20.10.2004 kl. 11:55

I've been doing some serious reading on the topic of semantics and the philosophy of language -- in particular the logical positivist criterion of significance, i.e. the verifiability theory of propositional meaning. When reading a certain article, I came across the following piece of metaphysical nonsense. It's a quote from an English translation of a work of Heidegger's, and it's a typical example of a certain kind of nonsense that some philosophers seem to get away with and still be taken seriously:

Why are we concerned about this nothing? The nothing is rejected by science and sacrificed as the unreal. Science wants to have nothing to do with the nothing. What is the nothing? Does the nothing exist only because the not, i.e, negation, exists? Or do negation and the not exist only because the nothing exists?

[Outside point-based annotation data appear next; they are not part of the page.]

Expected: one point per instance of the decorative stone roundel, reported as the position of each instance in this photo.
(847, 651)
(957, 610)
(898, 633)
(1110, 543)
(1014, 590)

We maintain: The nothing is more primitive than the not and negation. We know the nothing. The nothing is the simple negation of the totality of being. Anxiety reveals the nothing. The nothing itself nots.

Now, that truly is an amazing text. I don't think I have ever read anything equally nonsensical. The nothing itself nots? What kind of twisted treatment of language is this? What exactly does the verb 'to not' entail? This sort of stuff is bullshit of the highest order, and the positivists were right about wanting to permanently expel it from philosophical debate.